Namibia risks turning its Orange Basin oil potential into a national distraction rather than a durable economic asset if fiscal, regulatory and governance discipline is not firmly enforced as the offshore sector enters a more demanding execution phase, former Mines and Energy Minister Tom Alweendo has warned.
Alweendo, now Chief Executive Officer of Alvenco Advisory, said Namibia is closing the year with its offshore oil narrative shifting beyond discovery headlines, as major international operators consolidate their positions in the Orange Basin.
He said this marks a transition from early exploration success to more deliberate positioning for potential development.
According to Alweendo, the central policy question facing Namibia is no longer whether oil exists, but how the country converts discoveries into disciplined delivery that benefits citizens, remains bankable for investors and is viewed as legitimate by regional and international stakeholders.
He cautioned that deep-water oil projects, if mismanaged, could undermine economic expectations rather than strengthen the economy.
“A deep-water province can be a national asset or a national distraction. The difference is discipline: in project execution, in fiscal choices and in governance,” Alweendo said.
He said the Orange Basin’s appeal lies in its scale and clustering potential, where neighbouring discoveries could share logistics and services, lowering unit costs and improving competitiveness. However, he stressed that Namibia has not yet produced oil and that first production remains several years away.
Alweendo said project timelines are likely to continue shifting as engineering design, regulatory approvals, gas-handling solutions and financing structures are resolved, noting that deep-water developments are capital intensive, technically complex and globally recognised for long lead times.
He warned policymakers against spending or borrowing against revenues that have not yet materialised, adding that early volume estimates and revenue projections should be treated as scenarios rather than guarantees.
“The safest stance is to plan for scenarios, but not justify irreversible fiscal decisions with revenues that have not arrived,” he said.
Turning to investors, Alweendo said the greatest risks are often above-ground rather than geological.
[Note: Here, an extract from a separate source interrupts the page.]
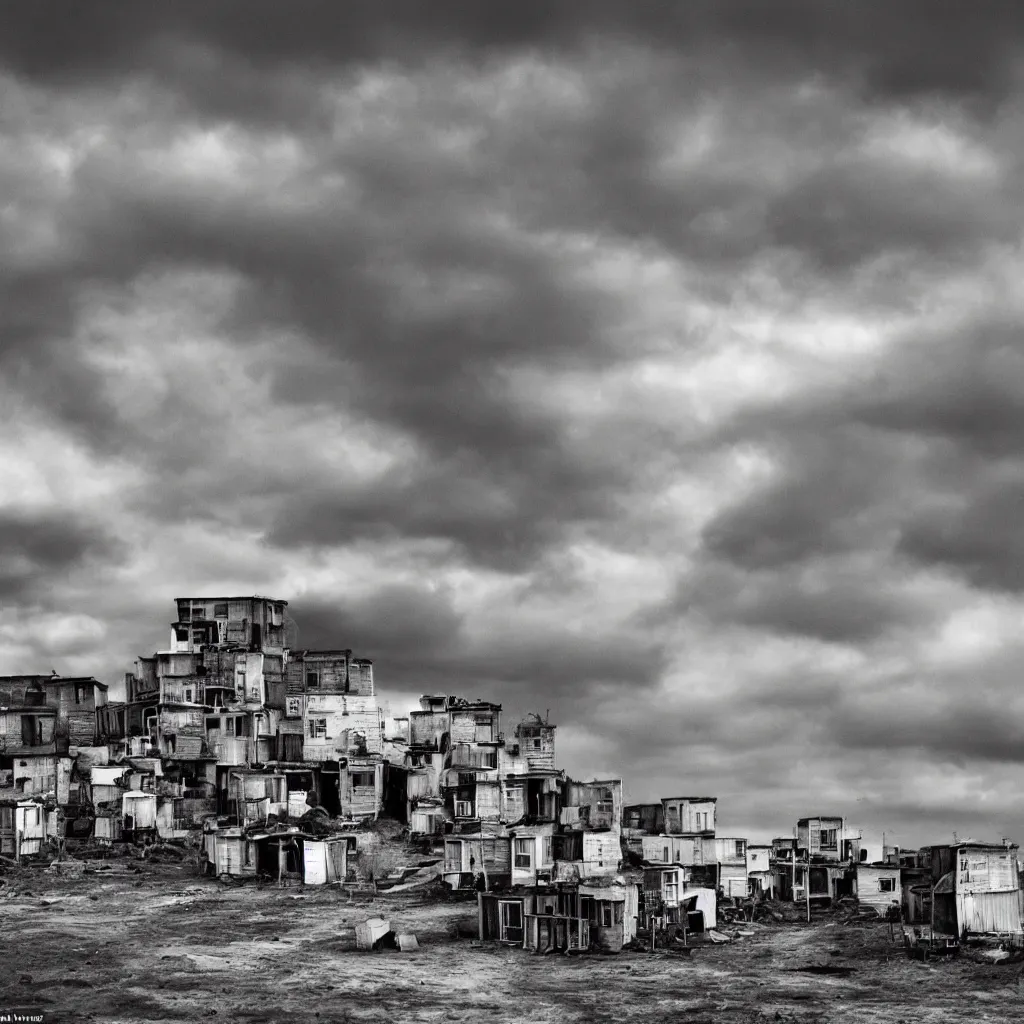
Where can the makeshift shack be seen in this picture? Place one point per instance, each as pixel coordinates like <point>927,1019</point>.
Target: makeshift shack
<point>138,812</point>
<point>326,860</point>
He said predictable fiscal rules, permitting processes, contract practices and dispute-resolution mechanisms are critical to supporting multi-decade deep-water investments.
He warned that uncertainty in these areas is priced into the cost of capital, raising project costs and weakening competitiveness.
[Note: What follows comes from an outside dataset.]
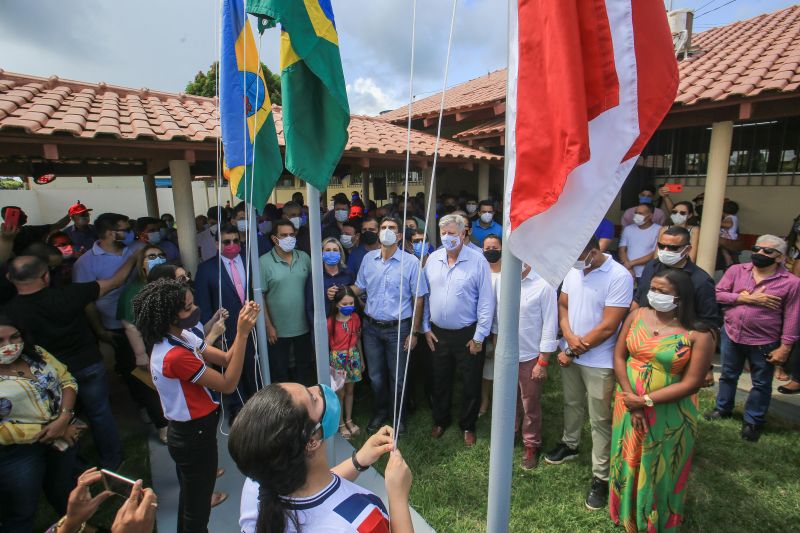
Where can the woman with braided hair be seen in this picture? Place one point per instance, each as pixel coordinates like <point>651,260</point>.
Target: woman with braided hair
<point>165,312</point>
“Stable and credible governance frameworks are central to advancing projects from discovery to development. To manage these risks, three guardrails need to be put in place in 2026, beginning with a stable and predictable fiscal framework backed by sufficient institutional capacity,” he said.
Alweendo cautioned against surprise tax measures, opaque special deals and rushed legislative amendments that could trigger disputes.
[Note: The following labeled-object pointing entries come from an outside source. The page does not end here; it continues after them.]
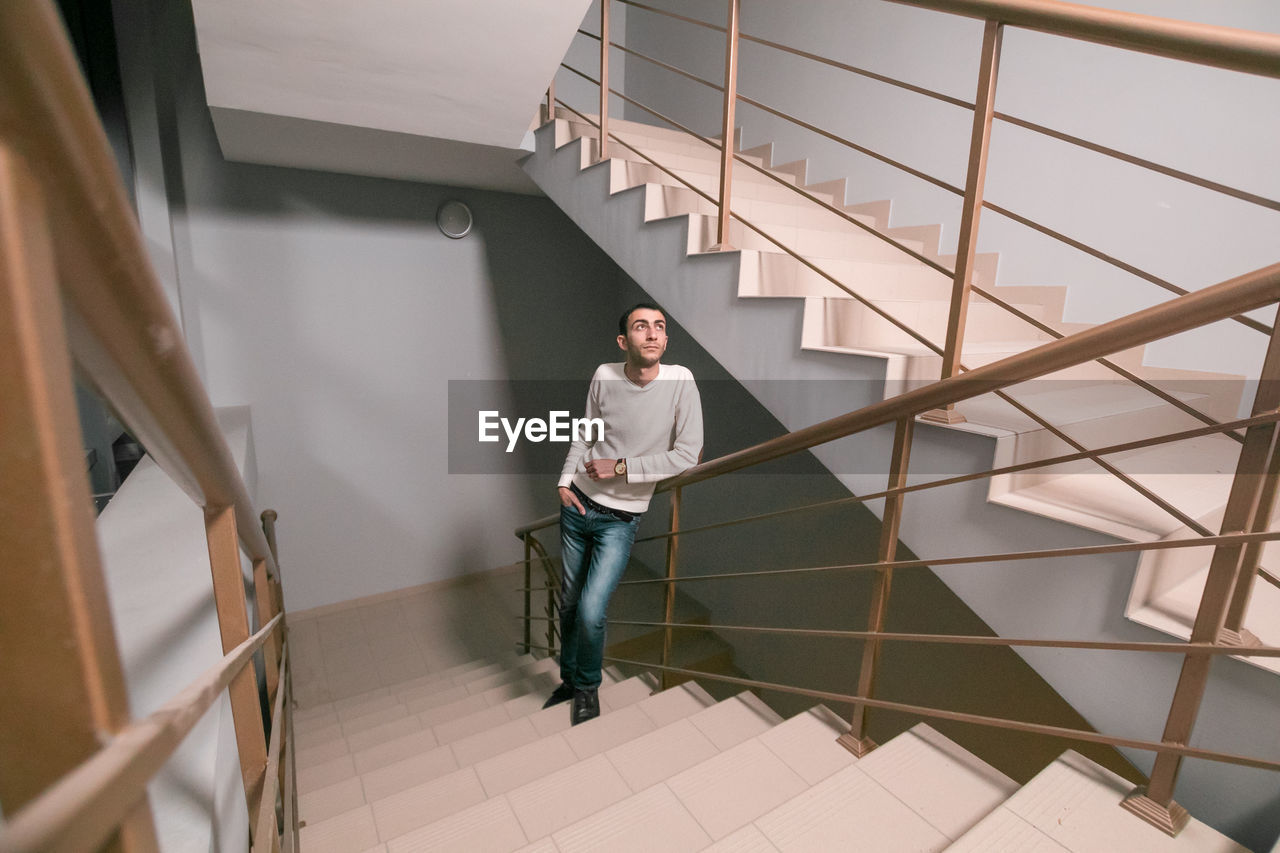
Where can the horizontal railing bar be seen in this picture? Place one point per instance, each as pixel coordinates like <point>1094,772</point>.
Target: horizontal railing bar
<point>972,639</point>
<point>958,716</point>
<point>860,149</point>
<point>672,14</point>
<point>1106,363</point>
<point>1107,466</point>
<point>120,327</point>
<point>1010,556</point>
<point>1225,299</point>
<point>757,229</point>
<point>1205,183</point>
<point>1110,259</point>
<point>1255,53</point>
<point>272,776</point>
<point>671,68</point>
<point>967,478</point>
<point>863,72</point>
<point>848,217</point>
<point>82,808</point>
<point>1079,551</point>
“A fair government take is not the same as an unpredictable take. Investors can price rules-based regimes, but they struggle with repeated reopening of terms,” he said.
He said the second guardrail should be treating local content as a capability-building programme rather than a set of aspirational targets. While local content is essential for domestic legitimacy, he warned that poorly designed requirements could exceed existing capacity, inflate costs and erode trust.
Alweendo said the draft Local Content Policy provides a foundation but must be translated into a practical implementation plan “with baseline assessments, phased targets linked to training and certification, and transparent procurement reporting”. He said priority areas should include safety skills, marine services and environmental monitoring.
The third guardrail, he said, is locking in revenue governance before petroleum revenues begin to flow.
He cited International Monetary Fund guidance that resource management frameworks and sovereign wealth fund arrangements should be strengthened ahead of production.
“Strong governance is easiest to build before money flows. Once revenues are large, politics hardens and reform becomes harder. Namibia’s Welwitschia Sovereign Wealth Fund already exists but needs a clearer petroleum mandate focused on stabilisation and long-term savings,” Alweendo said.
He added that early normalisation of transparency measures, including disclosure of contracts and payments, would help protect public legitimacy and reduce long-term governance risks.